A few years ago, the government of Punjab decided that it wanted to give a subsidy to the manufacturing sector with the intention of curbing child labour. Now, by any standard, this is a good policy move that should be supported bipartisanly. Subsidies to the manufacturing sector are good, and subsidies aimed at ending child labour are even better. Normally, it is not the spirit of the initiative that comes under doubt, but rather its execution and the allegations of corruption that arise around it.
In the case of this subsidy, for example, the first step to implementation was collecting data about different manufacturing industries. The official number was that there were 23,392 such industries. Now, the government could very well have carried on with this number, but instead chose to hire a third-party source to double-check and confirm this number. As a result, an independent third-party survey was carried out, in which the locations of all such industries were geo-tagged. The results of this survey revealed that in reality, on the ground, there were 66,318 manufacturing industries eligible for the subsidy.
Now, if the government had decided to give, say, Rs 1 million as subsidy per industry, Rs 22 billion would have been allocated in the Annual Development Budget, instead of the Rs 66 billion that were actually required for the initiative to be successful. As a result, countless children would have continued to suffer as child labour, and nearly two-thirds of the people that the policy was aimed towards would not have gotten their fair share. As a result, they would have cried foul, and allegations of corruption would start to be hurled around. Neither side would be wrong here, and the perception that there was corruption in this situation would be caused because of a lack of accurate data.
All of this points towards an absence of centralized data, which means different departments and offices are collecting their own data instead of using a wider infrastructure, making both the data collection and the access to it incredibly difficult and inefficient. This centralized data would then not only make the lives of policy makers and government departments easier, but a lot of this data would be available publically, and could be used by businesses, entrepreneurs, students, researchers, and organizations.
The fault in our data
As the world continues to revolve more and more every day around more accurate, sensitive, precise, and specific data – policy making machinery will have to catch up. One way in which government’s can both control corruption perception and make sure there is no real corruption either is trying to make their data acquisition more sophisticated.

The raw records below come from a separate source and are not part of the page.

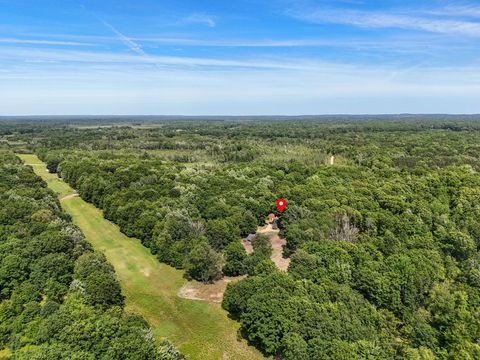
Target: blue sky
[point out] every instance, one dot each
(239, 57)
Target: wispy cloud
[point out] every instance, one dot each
(43, 42)
(198, 18)
(469, 11)
(402, 20)
(132, 45)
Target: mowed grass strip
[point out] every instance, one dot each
(201, 330)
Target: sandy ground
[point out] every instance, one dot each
(71, 196)
(213, 293)
(248, 246)
(277, 246)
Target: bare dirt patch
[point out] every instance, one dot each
(248, 246)
(213, 293)
(277, 246)
(71, 196)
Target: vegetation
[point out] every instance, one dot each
(384, 242)
(199, 329)
(58, 298)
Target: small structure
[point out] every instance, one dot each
(250, 237)
(271, 218)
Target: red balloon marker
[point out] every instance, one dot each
(281, 203)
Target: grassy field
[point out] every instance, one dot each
(201, 330)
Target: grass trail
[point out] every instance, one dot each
(201, 330)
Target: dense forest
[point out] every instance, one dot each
(382, 226)
(58, 298)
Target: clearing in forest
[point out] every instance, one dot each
(201, 330)
(277, 246)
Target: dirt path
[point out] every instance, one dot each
(277, 246)
(68, 197)
(213, 293)
(332, 160)
(201, 330)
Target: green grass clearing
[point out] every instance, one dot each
(201, 330)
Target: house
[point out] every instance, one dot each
(271, 218)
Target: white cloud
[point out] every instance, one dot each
(404, 20)
(43, 42)
(132, 45)
(200, 19)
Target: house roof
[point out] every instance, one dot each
(250, 237)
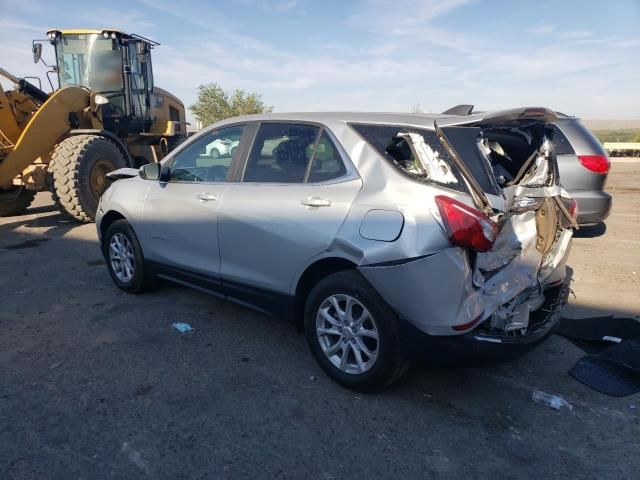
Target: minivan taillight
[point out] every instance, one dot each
(466, 226)
(595, 163)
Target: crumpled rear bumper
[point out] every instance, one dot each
(478, 347)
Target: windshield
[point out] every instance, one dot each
(89, 60)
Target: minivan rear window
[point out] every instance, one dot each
(561, 143)
(388, 141)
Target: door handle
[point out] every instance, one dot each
(316, 202)
(206, 197)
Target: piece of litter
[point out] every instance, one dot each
(554, 401)
(608, 338)
(182, 327)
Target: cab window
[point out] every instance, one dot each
(209, 158)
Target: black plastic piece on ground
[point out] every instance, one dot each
(612, 372)
(588, 333)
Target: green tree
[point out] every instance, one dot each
(214, 104)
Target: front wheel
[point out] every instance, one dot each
(352, 332)
(124, 258)
(79, 166)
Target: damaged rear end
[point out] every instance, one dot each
(524, 221)
(499, 288)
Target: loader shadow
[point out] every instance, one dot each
(57, 224)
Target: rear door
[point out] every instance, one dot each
(180, 218)
(296, 190)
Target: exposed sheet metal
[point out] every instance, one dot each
(431, 165)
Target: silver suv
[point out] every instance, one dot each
(386, 237)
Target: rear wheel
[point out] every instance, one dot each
(15, 200)
(79, 166)
(352, 332)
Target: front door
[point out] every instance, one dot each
(180, 219)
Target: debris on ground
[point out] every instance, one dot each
(614, 371)
(182, 327)
(554, 401)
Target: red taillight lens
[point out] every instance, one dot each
(466, 226)
(595, 163)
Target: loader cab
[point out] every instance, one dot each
(115, 65)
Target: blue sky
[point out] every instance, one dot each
(576, 56)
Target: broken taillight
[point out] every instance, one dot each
(595, 163)
(466, 226)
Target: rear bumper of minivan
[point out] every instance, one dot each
(594, 206)
(478, 347)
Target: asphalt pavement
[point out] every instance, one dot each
(94, 383)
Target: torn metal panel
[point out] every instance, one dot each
(430, 164)
(533, 239)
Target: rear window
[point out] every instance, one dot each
(561, 143)
(390, 141)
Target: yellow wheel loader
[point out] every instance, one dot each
(106, 114)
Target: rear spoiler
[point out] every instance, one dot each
(462, 110)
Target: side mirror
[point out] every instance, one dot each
(150, 171)
(37, 52)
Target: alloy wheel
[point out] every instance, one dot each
(347, 334)
(121, 257)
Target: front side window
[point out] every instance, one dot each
(207, 159)
(281, 153)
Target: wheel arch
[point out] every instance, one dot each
(108, 135)
(108, 219)
(315, 272)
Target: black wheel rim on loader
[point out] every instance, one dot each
(79, 166)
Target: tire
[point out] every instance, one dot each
(15, 201)
(381, 369)
(121, 233)
(79, 165)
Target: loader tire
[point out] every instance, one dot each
(79, 165)
(15, 201)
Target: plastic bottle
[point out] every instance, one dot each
(554, 401)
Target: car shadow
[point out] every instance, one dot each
(591, 231)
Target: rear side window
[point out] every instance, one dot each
(281, 153)
(561, 143)
(327, 163)
(392, 143)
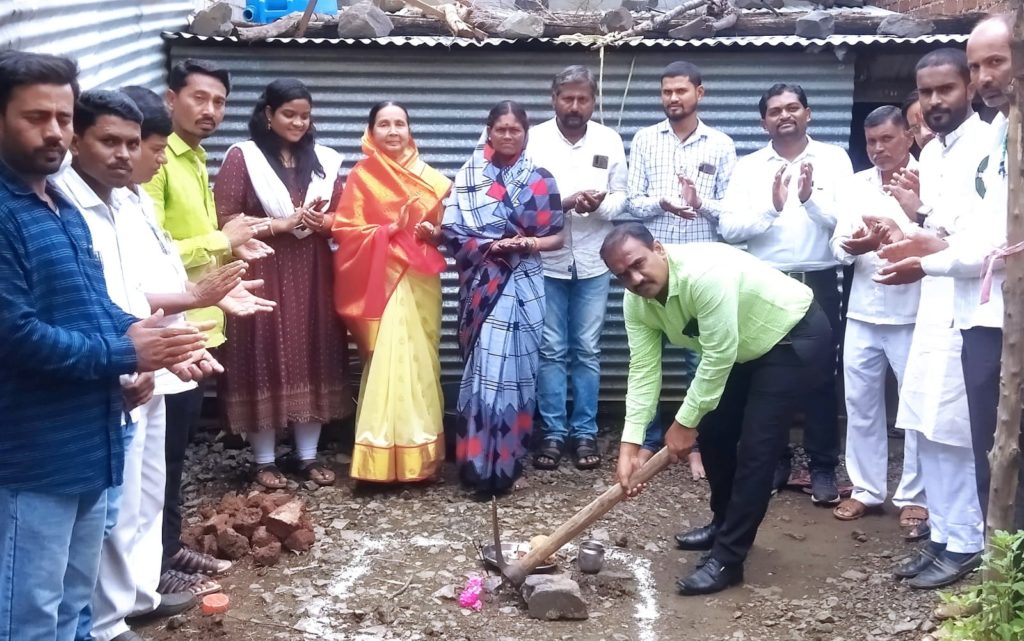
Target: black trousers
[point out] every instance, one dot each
(981, 357)
(820, 404)
(182, 419)
(743, 437)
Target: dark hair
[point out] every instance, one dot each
(306, 163)
(910, 99)
(885, 115)
(375, 110)
(156, 119)
(778, 89)
(577, 74)
(947, 56)
(92, 104)
(20, 69)
(178, 77)
(682, 69)
(505, 108)
(623, 232)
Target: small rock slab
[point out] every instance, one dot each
(904, 26)
(816, 25)
(364, 19)
(554, 598)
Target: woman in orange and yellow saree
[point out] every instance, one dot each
(388, 292)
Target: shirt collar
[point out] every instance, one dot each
(180, 147)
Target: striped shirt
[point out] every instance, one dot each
(657, 158)
(62, 343)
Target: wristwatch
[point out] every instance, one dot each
(923, 213)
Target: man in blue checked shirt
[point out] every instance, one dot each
(64, 344)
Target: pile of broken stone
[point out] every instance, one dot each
(260, 524)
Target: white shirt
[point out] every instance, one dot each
(974, 238)
(116, 248)
(163, 272)
(796, 239)
(657, 158)
(597, 161)
(870, 301)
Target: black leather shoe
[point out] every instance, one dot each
(919, 563)
(945, 571)
(170, 604)
(711, 578)
(698, 539)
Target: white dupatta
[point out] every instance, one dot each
(270, 189)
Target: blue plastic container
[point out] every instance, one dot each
(269, 10)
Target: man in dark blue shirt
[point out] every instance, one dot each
(64, 344)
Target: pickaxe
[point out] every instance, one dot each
(517, 571)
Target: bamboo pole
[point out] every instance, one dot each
(1005, 456)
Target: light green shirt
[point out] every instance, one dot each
(183, 205)
(724, 303)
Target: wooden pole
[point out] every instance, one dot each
(1005, 456)
(304, 20)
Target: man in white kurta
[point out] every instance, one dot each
(933, 401)
(129, 563)
(880, 323)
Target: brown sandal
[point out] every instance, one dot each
(269, 477)
(316, 472)
(912, 515)
(851, 510)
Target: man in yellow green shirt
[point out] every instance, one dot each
(183, 206)
(762, 342)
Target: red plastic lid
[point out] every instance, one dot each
(215, 603)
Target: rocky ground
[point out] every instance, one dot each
(388, 561)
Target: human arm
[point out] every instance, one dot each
(644, 380)
(748, 210)
(31, 343)
(822, 205)
(726, 163)
(639, 203)
(717, 304)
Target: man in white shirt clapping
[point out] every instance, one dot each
(880, 324)
(782, 202)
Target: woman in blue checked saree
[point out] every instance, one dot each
(502, 211)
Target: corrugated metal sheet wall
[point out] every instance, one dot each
(450, 91)
(115, 43)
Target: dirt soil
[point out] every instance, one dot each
(388, 561)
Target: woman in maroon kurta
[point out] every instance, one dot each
(285, 370)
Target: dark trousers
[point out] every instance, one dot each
(819, 403)
(182, 419)
(742, 439)
(981, 357)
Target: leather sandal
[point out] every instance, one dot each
(851, 510)
(586, 447)
(269, 476)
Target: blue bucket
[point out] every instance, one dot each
(263, 11)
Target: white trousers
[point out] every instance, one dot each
(129, 562)
(868, 350)
(952, 496)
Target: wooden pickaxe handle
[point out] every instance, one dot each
(517, 571)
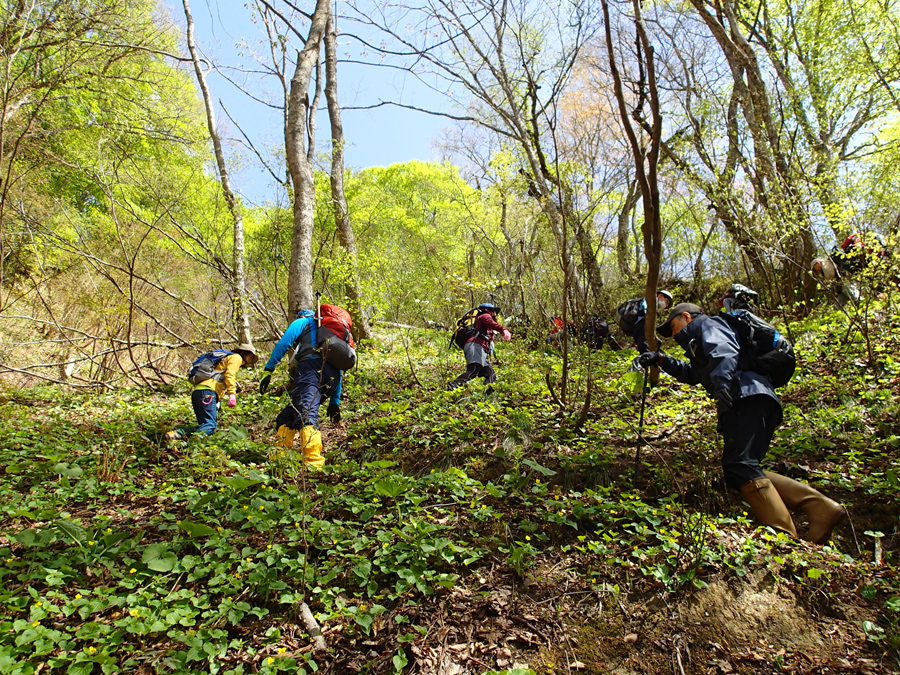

To address the corruption perception issue, it is critically important that data wins on the policy table, instead of verbosity. For this, it is important that the Bureau of Statistics be revamped. The first thing that must happen is that the latest scientific methods must be adopted the same way they have been by the developed world. For this, they must have funds to send their statisticians abroad to attend international conferences on data collection and statistics. Once this starts happening, we need to make sure that we are getting the right human resources, and then providing them with the best set of technologies available in the market. In the long-run, this will be an important and successful investment.
Effective data management
Essentially, of course, this is as much a question of data collection methods and scientific technique as it is of management, and making sure that the data that has been collectd is being shared and systematically used. The key to this is a concept called Master Data Management (MDM), which is defined as data that is shared across teams and IT applications and defines key information of an organization, company or public sector departments such as assets, locations, reference codes, financial hierarchies, products, customers or suppliers.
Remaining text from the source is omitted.